- Perle in 1991
- Born: 6 May 1915 Bayonne, New Jersey, United States
- Died: 23 January 2009 (aged 93) New York City, US
- Occupations: Composer, music theorist
- Spouse: Shirley Xenia Gabis
- Website: georgeperle.net

= George Perle =

American composer

George Perle (6 May 1915 – 23 January 2009) was an American composer and music theorist. As a composer, his music was largely atonal, using methods similar to the twelve-tone technique of the Second Viennese School. This serialist style, and atonality in general, was the subject of much of his theoretical writings. His 1962 book, Serial Composition and Atonality: An Introduction to the Music of Schoenberg, Berg, and Webern remains a standard text for 20th-century classical music theory. Among Perle's awards was the 1986 Pulitzer Prize for Music for his Wind Quintet No. 4.

==Life and career==
Perle was born in Bayonne, New Jersey, to Russian Jewish parents. He graduated from DePaul University, where he studied with Wesley LaViolette and received private lessons from Ernst Krenek. Later, he served as a technician fifth grade in the United States Army during World War II. He earned his doctorate at New York University in 1956.

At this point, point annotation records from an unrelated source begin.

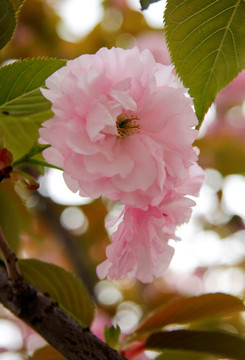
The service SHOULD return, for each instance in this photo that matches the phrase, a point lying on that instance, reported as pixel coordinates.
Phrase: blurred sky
(80, 16)
(198, 247)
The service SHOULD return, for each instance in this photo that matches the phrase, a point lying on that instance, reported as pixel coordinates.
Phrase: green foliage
(62, 286)
(7, 22)
(145, 3)
(22, 106)
(212, 342)
(207, 46)
(191, 309)
(112, 335)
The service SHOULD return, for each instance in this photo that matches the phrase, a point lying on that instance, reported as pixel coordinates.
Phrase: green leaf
(7, 22)
(62, 286)
(191, 309)
(212, 342)
(145, 3)
(206, 42)
(112, 335)
(22, 106)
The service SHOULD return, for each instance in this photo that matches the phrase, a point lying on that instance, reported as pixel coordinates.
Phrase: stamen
(127, 125)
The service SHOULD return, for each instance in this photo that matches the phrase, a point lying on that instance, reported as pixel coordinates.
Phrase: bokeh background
(55, 225)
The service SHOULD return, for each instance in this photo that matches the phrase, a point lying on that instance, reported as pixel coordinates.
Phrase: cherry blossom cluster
(124, 128)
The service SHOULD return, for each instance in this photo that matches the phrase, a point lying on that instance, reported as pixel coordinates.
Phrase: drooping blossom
(139, 247)
(121, 128)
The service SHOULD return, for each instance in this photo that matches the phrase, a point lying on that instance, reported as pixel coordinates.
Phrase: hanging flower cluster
(123, 128)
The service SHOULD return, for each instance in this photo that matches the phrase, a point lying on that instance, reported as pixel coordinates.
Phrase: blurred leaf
(191, 309)
(20, 83)
(213, 342)
(15, 218)
(17, 3)
(184, 355)
(47, 353)
(7, 22)
(112, 335)
(62, 286)
(206, 42)
(22, 106)
(146, 3)
(223, 152)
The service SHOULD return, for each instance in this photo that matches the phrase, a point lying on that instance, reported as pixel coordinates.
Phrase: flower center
(127, 125)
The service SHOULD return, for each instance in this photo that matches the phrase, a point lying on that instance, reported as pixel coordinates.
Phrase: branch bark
(45, 316)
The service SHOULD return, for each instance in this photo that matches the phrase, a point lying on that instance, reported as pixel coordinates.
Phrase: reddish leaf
(192, 309)
(219, 343)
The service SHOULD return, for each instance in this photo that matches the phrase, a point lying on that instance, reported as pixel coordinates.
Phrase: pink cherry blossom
(140, 246)
(121, 128)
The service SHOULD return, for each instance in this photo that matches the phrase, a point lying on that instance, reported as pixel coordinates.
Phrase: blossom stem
(11, 262)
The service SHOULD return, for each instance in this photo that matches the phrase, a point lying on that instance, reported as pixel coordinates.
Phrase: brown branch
(11, 262)
(57, 327)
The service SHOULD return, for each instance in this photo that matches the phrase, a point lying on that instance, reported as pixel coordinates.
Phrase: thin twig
(11, 261)
(57, 327)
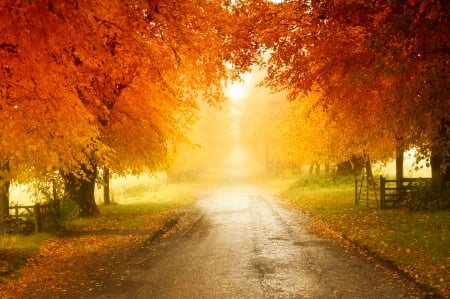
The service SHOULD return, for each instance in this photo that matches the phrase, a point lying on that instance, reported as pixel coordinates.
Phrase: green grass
(417, 242)
(138, 205)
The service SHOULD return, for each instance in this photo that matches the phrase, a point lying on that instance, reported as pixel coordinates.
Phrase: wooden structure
(43, 215)
(395, 193)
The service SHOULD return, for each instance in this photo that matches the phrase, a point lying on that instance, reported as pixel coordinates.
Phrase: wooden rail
(395, 192)
(38, 213)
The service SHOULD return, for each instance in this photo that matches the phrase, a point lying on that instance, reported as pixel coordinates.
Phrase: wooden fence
(393, 193)
(43, 215)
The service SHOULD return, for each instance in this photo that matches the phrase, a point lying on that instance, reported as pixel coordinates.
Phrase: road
(238, 242)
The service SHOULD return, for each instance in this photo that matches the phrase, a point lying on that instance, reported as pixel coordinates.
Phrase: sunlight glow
(236, 91)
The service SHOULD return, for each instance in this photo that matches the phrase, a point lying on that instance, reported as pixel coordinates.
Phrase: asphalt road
(238, 242)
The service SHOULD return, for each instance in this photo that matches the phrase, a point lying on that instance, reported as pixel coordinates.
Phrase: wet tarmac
(237, 242)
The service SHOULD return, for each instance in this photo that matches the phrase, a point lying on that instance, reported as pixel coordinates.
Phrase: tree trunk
(106, 197)
(4, 191)
(81, 190)
(436, 172)
(399, 166)
(369, 172)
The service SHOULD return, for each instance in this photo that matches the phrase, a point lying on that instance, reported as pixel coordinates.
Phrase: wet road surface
(237, 242)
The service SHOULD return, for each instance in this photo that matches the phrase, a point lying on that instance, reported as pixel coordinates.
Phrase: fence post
(382, 192)
(37, 218)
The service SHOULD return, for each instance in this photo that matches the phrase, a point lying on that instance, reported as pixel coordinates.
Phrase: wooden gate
(395, 193)
(43, 215)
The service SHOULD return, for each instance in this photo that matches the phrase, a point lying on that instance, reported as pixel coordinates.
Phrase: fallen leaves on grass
(77, 264)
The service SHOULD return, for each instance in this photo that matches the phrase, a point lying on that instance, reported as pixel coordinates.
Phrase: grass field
(418, 243)
(139, 203)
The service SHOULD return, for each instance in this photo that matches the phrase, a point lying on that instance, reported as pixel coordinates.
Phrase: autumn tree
(110, 83)
(381, 67)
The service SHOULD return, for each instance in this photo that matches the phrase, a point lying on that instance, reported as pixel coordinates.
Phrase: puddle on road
(264, 265)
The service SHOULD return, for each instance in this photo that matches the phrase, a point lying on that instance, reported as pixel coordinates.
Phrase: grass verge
(140, 214)
(417, 243)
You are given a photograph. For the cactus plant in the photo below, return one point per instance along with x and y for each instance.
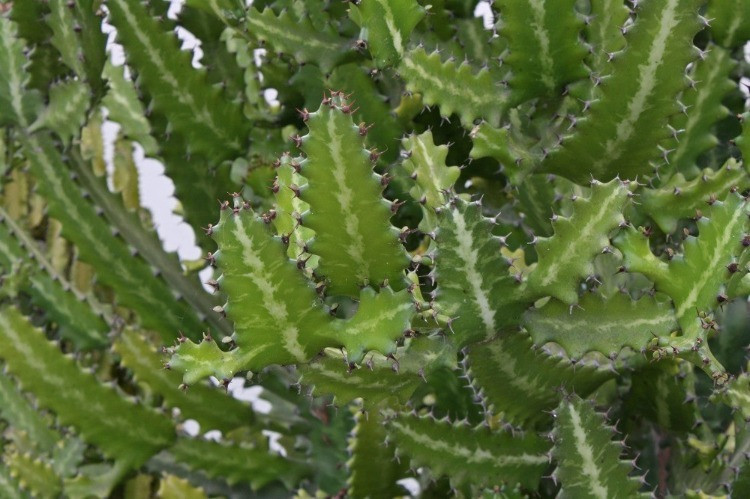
(503, 257)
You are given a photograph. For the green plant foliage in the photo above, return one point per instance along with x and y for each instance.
(589, 461)
(545, 50)
(637, 97)
(426, 236)
(471, 455)
(341, 185)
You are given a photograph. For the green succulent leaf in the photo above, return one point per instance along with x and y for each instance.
(387, 25)
(66, 112)
(469, 455)
(299, 38)
(234, 463)
(212, 124)
(568, 255)
(172, 487)
(545, 50)
(589, 463)
(730, 22)
(600, 325)
(212, 408)
(498, 143)
(476, 284)
(426, 165)
(454, 88)
(680, 199)
(19, 105)
(33, 474)
(124, 108)
(133, 280)
(522, 384)
(121, 429)
(604, 25)
(694, 128)
(373, 382)
(21, 415)
(76, 320)
(373, 467)
(695, 278)
(620, 133)
(342, 186)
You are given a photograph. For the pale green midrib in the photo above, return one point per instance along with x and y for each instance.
(14, 78)
(478, 454)
(462, 94)
(108, 418)
(540, 33)
(710, 269)
(391, 26)
(647, 82)
(168, 77)
(470, 257)
(47, 266)
(588, 467)
(291, 36)
(273, 306)
(344, 195)
(149, 247)
(582, 241)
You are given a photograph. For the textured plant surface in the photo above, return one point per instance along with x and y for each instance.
(505, 262)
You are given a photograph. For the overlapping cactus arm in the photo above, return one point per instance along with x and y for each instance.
(365, 248)
(275, 310)
(477, 287)
(121, 429)
(545, 50)
(254, 465)
(694, 279)
(66, 112)
(605, 326)
(124, 108)
(426, 166)
(694, 128)
(467, 455)
(133, 281)
(730, 22)
(212, 124)
(18, 412)
(71, 311)
(567, 256)
(387, 25)
(604, 31)
(454, 88)
(18, 106)
(381, 319)
(681, 199)
(621, 132)
(589, 463)
(374, 382)
(289, 208)
(373, 467)
(662, 394)
(146, 243)
(211, 408)
(522, 384)
(299, 38)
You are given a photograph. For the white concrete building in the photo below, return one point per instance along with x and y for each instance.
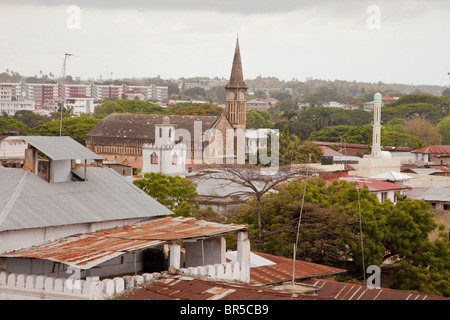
(12, 147)
(80, 104)
(63, 225)
(164, 156)
(10, 104)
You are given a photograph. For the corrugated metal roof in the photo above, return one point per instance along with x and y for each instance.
(438, 149)
(88, 250)
(60, 148)
(280, 270)
(347, 291)
(429, 193)
(105, 196)
(187, 288)
(427, 171)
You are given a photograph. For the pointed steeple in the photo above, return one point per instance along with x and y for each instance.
(237, 77)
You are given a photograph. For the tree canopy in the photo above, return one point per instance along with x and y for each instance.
(329, 232)
(175, 192)
(76, 128)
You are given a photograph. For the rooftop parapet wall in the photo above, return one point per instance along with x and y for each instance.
(14, 286)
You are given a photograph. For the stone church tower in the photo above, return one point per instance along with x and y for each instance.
(236, 99)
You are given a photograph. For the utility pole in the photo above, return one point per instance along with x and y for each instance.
(63, 89)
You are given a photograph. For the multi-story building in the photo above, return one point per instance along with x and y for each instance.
(80, 104)
(45, 94)
(10, 104)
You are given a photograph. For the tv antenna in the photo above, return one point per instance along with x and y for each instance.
(63, 89)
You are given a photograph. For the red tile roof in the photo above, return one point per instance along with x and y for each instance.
(438, 149)
(328, 152)
(90, 249)
(347, 291)
(373, 185)
(187, 288)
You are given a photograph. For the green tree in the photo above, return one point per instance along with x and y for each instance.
(127, 106)
(423, 129)
(309, 152)
(204, 109)
(257, 119)
(329, 232)
(30, 118)
(10, 124)
(176, 193)
(76, 128)
(443, 128)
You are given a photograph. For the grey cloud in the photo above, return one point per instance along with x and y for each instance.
(226, 6)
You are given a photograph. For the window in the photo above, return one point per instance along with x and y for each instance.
(154, 158)
(174, 159)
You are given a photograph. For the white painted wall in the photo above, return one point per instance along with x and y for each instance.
(62, 171)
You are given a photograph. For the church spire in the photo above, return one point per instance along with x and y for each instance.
(237, 77)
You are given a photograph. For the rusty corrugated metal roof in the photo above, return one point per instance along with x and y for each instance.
(178, 287)
(281, 270)
(348, 291)
(88, 250)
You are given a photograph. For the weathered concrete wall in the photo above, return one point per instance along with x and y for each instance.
(15, 286)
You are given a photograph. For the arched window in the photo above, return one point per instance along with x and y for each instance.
(174, 159)
(154, 158)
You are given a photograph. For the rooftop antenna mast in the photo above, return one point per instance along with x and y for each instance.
(298, 226)
(361, 237)
(63, 89)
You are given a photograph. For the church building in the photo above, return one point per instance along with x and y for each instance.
(121, 137)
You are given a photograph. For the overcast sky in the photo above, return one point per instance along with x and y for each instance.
(405, 41)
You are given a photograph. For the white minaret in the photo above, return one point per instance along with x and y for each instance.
(376, 145)
(164, 156)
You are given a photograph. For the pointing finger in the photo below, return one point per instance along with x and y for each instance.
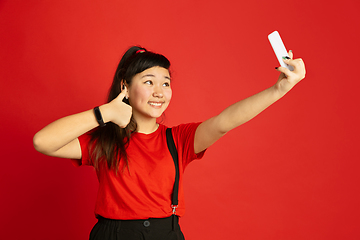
(291, 55)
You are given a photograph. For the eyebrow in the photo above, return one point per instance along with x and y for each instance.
(152, 75)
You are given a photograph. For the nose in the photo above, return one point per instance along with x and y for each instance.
(157, 92)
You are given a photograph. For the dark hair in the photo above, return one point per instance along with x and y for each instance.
(110, 142)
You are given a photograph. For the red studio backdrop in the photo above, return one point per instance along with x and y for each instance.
(290, 173)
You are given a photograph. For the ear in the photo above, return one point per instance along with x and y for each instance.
(123, 84)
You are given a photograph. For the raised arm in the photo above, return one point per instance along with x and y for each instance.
(233, 116)
(60, 138)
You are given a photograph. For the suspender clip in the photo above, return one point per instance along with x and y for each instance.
(174, 208)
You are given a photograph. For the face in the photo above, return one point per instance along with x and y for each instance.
(150, 93)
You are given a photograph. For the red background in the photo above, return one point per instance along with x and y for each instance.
(290, 173)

Perle composed with a technique of his own devising called "twelve-tone tonality". This technique was different from, but related to, the twelve-tone technique of the Second Viennese School, of which he was an "early admirer" and whose techniques he used aspects of but never fully adopted. Perle's former student Paul Lansky described Perle's twelve-tone tonality thus:

Basically this creates a hierarchy among the notes of the chromatic scale so that they are all referentially related to one or two pitches which then function as a tonic note or chord in tonality. The system similarly creates a hierarchy among intervals and finally, among larger collections of notes, 'chords.' The main debt of this system to the 12-tone system lies in its use of an ordered linear succession in the same way that a 12-tone set does".

In 1968, Perle cofounded the Alban Berg Society with Igor Stravinsky, and Hans F. Redlich, who had the idea (according to Perle in his letter to Glen Flax of 4/1/89). Perle's important work on Berg includes documenting that the third act of Lulu, rather than being an unfinished sketch, was actually three-fifths complete and that the Lyric Suite contains a secret program dedicated to Berg's love-affair.

After retiring from Queens College in 1985, he became a professor emeritus at the Aaron Copland School of Music. In 1986, Perle was awarded a Pulitzer Prize for Music for his Wind Quintet No. 4 and also a MacArthur Fellowship. In about 1989 Perle became composer-in-residence for the San Francisco Symphony, a three-year appointment. It was also around this time that he had published his fourth book entitled The Listening Composer.

He died aged 93 in his home in New York City in January 2009. He was buried in Calverton National Cemetery.

In the run-up to his 100th birthday celebrations the composer-pianist Michael Stephen Brown released a well received CD of a sampling of Perle's work for piano.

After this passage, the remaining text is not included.